この撮像装置の一つとして内視鏡装置が知られている。内視鏡装置は、配管の管路の傷、腐食を観察・計測することを主な目的としているので、配管の管路の局所的な画像を取得することが多い。そのため、一つの画像が他の画像とどのような位置関係にあるのか、この画像は管路全体のどの部位の画像なのか、などを内視鏡装置の使用者が推測していた。
【0003】
測定対象物の長さ方向に垂直な断面形状が比較的一定であるトンネルの内部を観察する撮像装置として、特許文献1のような変状調査システムが開示されている。
この変状調査システムは、搬送台車と、搬送台車上で搬送台車の進行方向(トンネル孔軸方向)回りに回動可能に支持されたCCDカメラとを備えている。搬送台車のトンネル孔軸方向の位置を固定した状態で、CCDカメラを軸回りに回転させながらトンネルの内面の画像を撮影する。撮影した画像同士を、一部を重ね合わせるようにして合成する。
CCDカメラの光軸とトンネルの内面である撮影面とが常に垂直になっているとは限らないので、そのままでは画像同士を合成することができない。

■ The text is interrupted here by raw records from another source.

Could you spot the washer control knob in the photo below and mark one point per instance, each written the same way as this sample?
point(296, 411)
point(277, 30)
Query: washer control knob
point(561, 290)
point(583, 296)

そこで、変状調査システムでは、CCDカメラの撮影位置に加えて、撮影面の位置と傾き情報を正確に測定できるようになっており、これらの情報をもとに複数の画像を同一縮尺で同一スケールとする幾何学的画像補正を行い、画像同士を合成して、トンネル内面の検査画像を構築している。

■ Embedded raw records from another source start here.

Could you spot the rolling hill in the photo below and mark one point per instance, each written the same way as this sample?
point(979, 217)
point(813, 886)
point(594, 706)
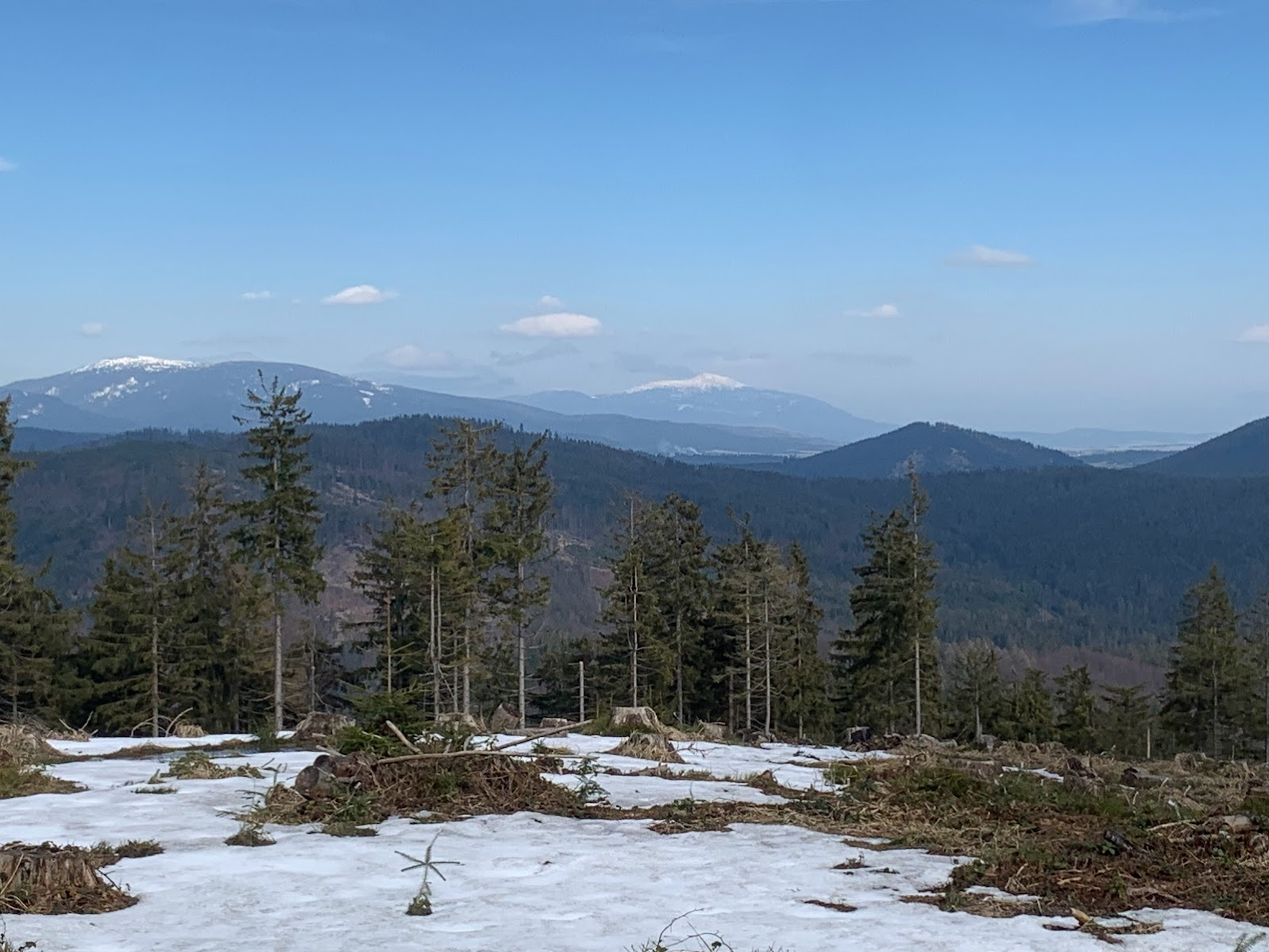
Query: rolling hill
point(933, 449)
point(1239, 453)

また、トンネル内面を帯状に撮影することと、搬送台車をトンネル孔軸方向に移動させることを交互に繰り返すことで、トンネル内面を全体にわたり撮影する。よって、トンネル内面の画像は基本的に、トンネルの入り口側から出口側まで順に取得され、保存されることになる。
【先行技術文献】
【特許文献】
【0004】
【特許文献1】特開2003−185589号公報
【発明の概要】
【発明が解決しようとする課題】
【0005】
しかしながら、たとえば工業用の内視鏡装置などの撮像装置を使った検査では、特許文献1に記載された変状調査システムとは異なり、たとえば、地下空洞や被災地の瓦礫下などのように、測定対象物の長さ方向に垂直な断面形状が様々に変化する場合がある。
一般的に、地下空洞などの内部形状は不明確であるとともに、内面には数多くの凹凸が形成されているため、特許文献1に開示された幾何学的画像補正を行いやすいような画像を得ることは難しい。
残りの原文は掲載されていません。